Simple nfdump Setup (in Containers) for Netflow Collection and Analysis
This post will outline my simple Netflow collection setup running with some containers with nfdump tooling I setup for this purpose.
Assumptions:
I’m going to make the following assumptions:
- You’re in a Unix-like environment
- Docker is the targeted container engine
- Netflow binaries will be stored in
/flows
on your system - You already have another system that supports sending Netflow data to a remote host, such as a switch or router (I will not cover how to setup sflow on a Linux machine)

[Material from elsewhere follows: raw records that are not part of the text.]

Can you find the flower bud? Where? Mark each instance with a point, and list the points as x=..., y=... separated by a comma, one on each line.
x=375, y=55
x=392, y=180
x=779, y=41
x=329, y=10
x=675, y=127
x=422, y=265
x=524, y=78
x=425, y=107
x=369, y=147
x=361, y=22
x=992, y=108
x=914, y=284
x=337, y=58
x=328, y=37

Modify the content to your needs if any of these assumptions don’t line up with your setup.
Why nfdump?
At a previous role I was introduced to nfdump
and really liked it. It’s like tcpdump
in the fact that it’s a command line tool and provides a user with the ability to inspect the netflow data based on filters such as time or source or destination hosts/ports – but unlike tcpdump
, nfdump
is used against Netflow binary files that have the captured data on your filesystem.
The repository for nfdump is here: phaag/nfdump
Setup nfcapd
Nfcapd is a daemon included with nfdump that receives Netflow data and writes it to disk for inspection with nfdump
.
First, let’s create the /flows
directory and make sure that UID 1000 owns it (that UID/GID is used in the container):
sudo mkdir -p /flows
sudo chown -R 1000 /flows
We can spin up an nfcapd receiver with the following docker
command:
docker run -d --restart=unless-stopped --name=nfcapd -p 9995:9995/udp -v /flows:/flows heywoodlh/nfcapd:latest
Now that nfcapd is setup, you can send Netflow to UDP port 9995 on your Docker host and it should start writing the received data to binary files in the /flows
directory. My container image by default will organize flows into the /flows
directory by year/month/day/hour
. For example, flows captured between 4:00 p.m. to 5:00 p.m. July 20th, 2022 would be in the following folder /flows/2022/07/20/16
.
If you do not like the defaults I have set in my heywoodlh/nfcapd image, you can check out nfcapd
’s arguments by running this command:
docker run -it --rm heywoodlh/nfcapd --help
You can then provide your desired nfcapd
arguments to the docker run
command. If you are going this route I can assume you are technical enough to figure out what you need so I will not cover any thing more of going outside the defaults I have set.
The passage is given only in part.